I have this same question.
Running your podman container on a schedule using cron or a systemd timer is an acceptable solution as long as you have access to the host where your container is installed. If the container is on a Kubernetes platform where you don't actually have access to a host and the host where the container is running may change each time the container runs, you will need to use a Kubernetes CronJob YML.
Seems the solution is as follows:
If you have access to the host, schedule your container or pod start using a systemd timer and service.

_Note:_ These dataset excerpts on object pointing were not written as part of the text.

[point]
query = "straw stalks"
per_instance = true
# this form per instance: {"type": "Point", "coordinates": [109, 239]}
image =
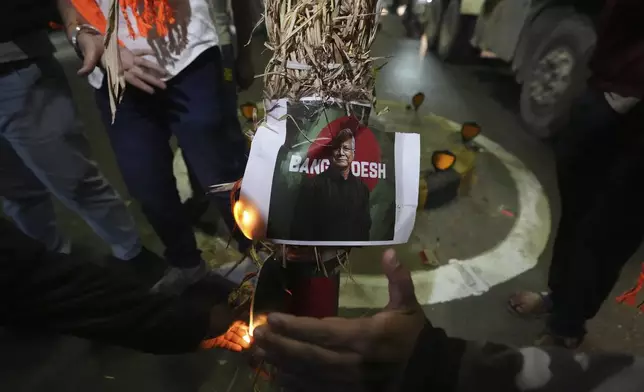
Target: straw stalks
{"type": "Point", "coordinates": [321, 48]}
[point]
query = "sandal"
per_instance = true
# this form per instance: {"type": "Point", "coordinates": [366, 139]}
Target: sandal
{"type": "Point", "coordinates": [530, 304]}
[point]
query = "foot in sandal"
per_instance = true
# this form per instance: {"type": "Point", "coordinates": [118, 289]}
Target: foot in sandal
{"type": "Point", "coordinates": [530, 304]}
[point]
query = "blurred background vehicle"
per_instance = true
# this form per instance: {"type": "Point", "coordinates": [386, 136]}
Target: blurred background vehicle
{"type": "Point", "coordinates": [547, 43]}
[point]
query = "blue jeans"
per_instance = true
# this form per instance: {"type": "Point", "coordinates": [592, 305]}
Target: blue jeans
{"type": "Point", "coordinates": [43, 151]}
{"type": "Point", "coordinates": [200, 110]}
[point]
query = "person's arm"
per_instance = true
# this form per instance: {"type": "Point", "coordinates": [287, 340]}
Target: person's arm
{"type": "Point", "coordinates": [41, 291]}
{"type": "Point", "coordinates": [445, 364]}
{"type": "Point", "coordinates": [70, 17]}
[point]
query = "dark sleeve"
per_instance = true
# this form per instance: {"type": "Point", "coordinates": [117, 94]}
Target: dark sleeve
{"type": "Point", "coordinates": [440, 363]}
{"type": "Point", "coordinates": [40, 290]}
{"type": "Point", "coordinates": [366, 212]}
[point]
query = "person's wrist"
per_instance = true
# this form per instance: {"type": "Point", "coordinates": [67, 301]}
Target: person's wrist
{"type": "Point", "coordinates": [79, 32]}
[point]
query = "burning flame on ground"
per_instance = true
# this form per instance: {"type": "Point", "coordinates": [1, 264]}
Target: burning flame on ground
{"type": "Point", "coordinates": [247, 218]}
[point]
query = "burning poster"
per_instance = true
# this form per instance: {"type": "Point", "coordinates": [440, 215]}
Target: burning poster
{"type": "Point", "coordinates": [317, 176]}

Here is an example test-container.service:
[Unit]
Description=TestContainer
Requires=podman.service
After=podman.service
[Service]
Restart=always
ExecStart=/usr/bin/podman run test-container
[Install]
WantedBy=multi-user.target
And test-container.timer which will run every 5 minutes
[Unit]
Description=Test Container Timer
[Timer]
OnCalendar=*:00/5:00
Unit=test-container.service
[Install]
WantedBy=timers.target
Now if you are on Kubernetes cluster you can schedule this using a Kubernetes CronJob YML file like the following which will also start the container every 5 minutes:
apiVersion: batch/v1beta1
kind: CronJob
metadata:
name: test-container-schedule
spec:
schedule: "0 0/5 * * *"
jobTemplate:
spec:
template:
spec:
containers:
- name: test-container
image: test-container-image
restartPolicy: OnFailure
The only other thing to consider is that you want to configure your container to exit after it has executed and performed it's function, otherwise the container start command will fail because the container is already running.